Tag Archives: blogs

Social Media Report: Gator Golf

19 Apr

While writing my ’90s blog, Gator Golf, I tried to use as many types of social media (that I actively used, at least) as possible. By doing this, I think I definitely had a higher readership than I would have without it.

I actually wrote my blog entries through the Independent Florida Alligator. I decided to blog for the paper this semester, and when I found out that it could tie in with my editing topic blog, it worked out really well. One of the pluses of blogging for the Alligator was having an editor look over my entries. Jillian was great to work with, and she would modify the headlines I wrote, which was great for SEO, and used tags that would most likely turn up in search engines. She did a lot of that work for me. In addition, the Alligator blog site had a share button through which I could immediately link to my blog through many types of social media.

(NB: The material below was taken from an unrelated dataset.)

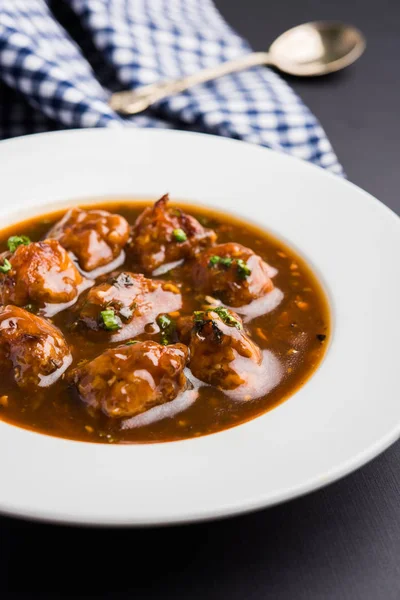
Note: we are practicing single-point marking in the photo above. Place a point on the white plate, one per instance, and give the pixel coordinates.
(344, 416)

Through the share button, I initially used Facebook. That is the social network I use most frequently, so I figured that would be the easiest way to promote my blog among my friends. I would always post the link with a one-sentence description, followed by a “read my blog” sentence. Many friends of mine would “like” the posts and then comment on whatever I wrote about, from Power Rangers to Furbys. I felt great that my blog created discussion.

I also heavily promoted my blog through Twitter. (Here is a Storify I created of my various promotion tweets throughout the semester.) With the Alligator’s “share” button, I was allowed to use a “bit.ly” link, which also allows you to track how many people view your link (however, I never did get to sign up for bit.ly and use this feature). A few of my followers would tweet back to me.


Another great thing about having an editor at the Alligator was that she would email us bloggers every week with our stats. Because of the Alligator’s advanced technology, I had at least 100, sometimes over 400, views per week. Many of these were total strangers, which was awesome.

I didn’t promote my actual WordPress blog that I made for this course, since I mainly wrote through the Alligator blog. However, I did end up making a Tumblr of my blog as well, and through my use of search-friendly tags like “’90s nostalgia,” “childhood” and “toys,” I had readers liking and reblogging many of my posts. Tumblr users could track tags included on my blog also.

Overall, my use of social media to promote my blog worked out well for me. If I continue blogging on ’90s nostalgia, I will keep using these methods and maybe even move on to other networks, including Delicious and LinkedIn.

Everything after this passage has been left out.